Government funding agency Land Transport New Zealand yesterday announced $45.9 million for a 7.2km bypass of Mangatawhiri on State Highway 2 south of Auckland.
This is considered the deadliest stretch of a 34km corridor dubbed the "unforgiving highway" between Pokeno and the turnoff to Thames at Mangatarata, the main route between Auckland and Coromandel or the Bay of Plenty.
Of 23 fatal crashes on the corridor between 2000 and 2004, eight were on the tortuous section through Mangatawhiri, the village known for its "castle cafe".
Four more people have been killed along the highway this year, boosting the toll since the start of 2000 to between 31 and 40.
The lower figure is that of road-builder Transit New Zealand, and the higher estimate that of the police.
Transit has a long-term goal of building a four-lane expressway over the full route, costing more than $330 million, but only the Mangatawhiri bypass and another at Maramarua are listed in its latest 10-year state highway forecast.
The agency previously hoped to start building Mangatawhiri this year, but Land Transport NZ queried a cost escalation from an estimate a year ago of $29 million.
Transit said yesterday, after receiving funding approval, that it expected to award a construction contract by December for construction to start early next year.
Waikato regional manager Chris Allen said tenders would be called next week for the project, which should be complete by mid-2009.

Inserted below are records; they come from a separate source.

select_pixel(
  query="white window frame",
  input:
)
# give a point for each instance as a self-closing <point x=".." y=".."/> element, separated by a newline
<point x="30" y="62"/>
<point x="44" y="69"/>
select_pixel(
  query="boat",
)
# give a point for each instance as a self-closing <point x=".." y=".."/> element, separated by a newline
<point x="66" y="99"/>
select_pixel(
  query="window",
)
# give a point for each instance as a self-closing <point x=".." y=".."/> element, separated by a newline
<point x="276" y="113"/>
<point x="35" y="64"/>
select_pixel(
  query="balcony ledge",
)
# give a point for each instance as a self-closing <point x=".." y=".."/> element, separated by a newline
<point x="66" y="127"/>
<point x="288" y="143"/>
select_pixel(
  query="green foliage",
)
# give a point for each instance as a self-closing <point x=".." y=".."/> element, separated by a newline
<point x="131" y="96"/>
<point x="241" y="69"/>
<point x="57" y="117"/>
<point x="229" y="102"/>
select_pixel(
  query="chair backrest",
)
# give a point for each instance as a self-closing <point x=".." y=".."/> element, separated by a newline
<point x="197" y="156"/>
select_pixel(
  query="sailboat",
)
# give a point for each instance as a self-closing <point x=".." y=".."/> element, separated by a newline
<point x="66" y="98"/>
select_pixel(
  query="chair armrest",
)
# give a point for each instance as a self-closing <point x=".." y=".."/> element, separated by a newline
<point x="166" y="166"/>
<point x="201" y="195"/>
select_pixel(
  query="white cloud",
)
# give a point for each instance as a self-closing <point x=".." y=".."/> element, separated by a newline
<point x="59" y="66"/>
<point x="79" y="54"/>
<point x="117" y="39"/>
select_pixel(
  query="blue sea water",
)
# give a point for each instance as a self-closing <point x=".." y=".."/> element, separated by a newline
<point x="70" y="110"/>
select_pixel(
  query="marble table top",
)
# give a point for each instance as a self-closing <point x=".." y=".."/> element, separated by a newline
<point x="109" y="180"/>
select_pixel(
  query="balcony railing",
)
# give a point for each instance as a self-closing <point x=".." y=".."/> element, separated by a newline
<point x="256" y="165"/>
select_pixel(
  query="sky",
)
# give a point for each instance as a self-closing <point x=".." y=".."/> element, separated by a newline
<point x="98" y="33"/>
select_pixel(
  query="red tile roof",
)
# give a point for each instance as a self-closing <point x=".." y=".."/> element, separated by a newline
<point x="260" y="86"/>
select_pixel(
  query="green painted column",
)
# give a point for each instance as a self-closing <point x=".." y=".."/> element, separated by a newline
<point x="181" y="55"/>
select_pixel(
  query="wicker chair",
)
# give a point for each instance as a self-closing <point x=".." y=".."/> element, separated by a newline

Mangatangi Volunteer Fire Brigade chief Don Shanks, who has spent more than 30 years cutting dead or injured people from car wrecks along the highway, said the bypass would be a sorely needed first step.
"I would hope that once they start on it, they will hurry on and do the rest," he said.
Waikato mayors and councillors were dismayed when an indicated construction start for a second bypass, of Maramarua further east, was put back three years to 2013 in a draft Transit highway plan issued in January.
Local pressure prompted Transit to bring the date for starting the second bypass to 2011 in the final version of its 10-year forecast, but that is still a year later than indicated in its 2004-05 highway plan.
Mr Allen said yesterday that the agency had begun a planning process for the 4km Maramarua link and would hold a public route designation hearing in September.
He said one reason for the funding delay for the Mangatawhiri bypass was a request by Land Transport NZ for clarity on whether it would conform to a long-term strategy for a four-lane expressway all the way from Pokeno to the Thames turnoff.
Only 3.2km of the bypass will have four lanes, but Mr Allen said the other 4km of two-lane highway would be along a safer alignment to that of the existing road which had a "bad combination of vertical and horizontal curves".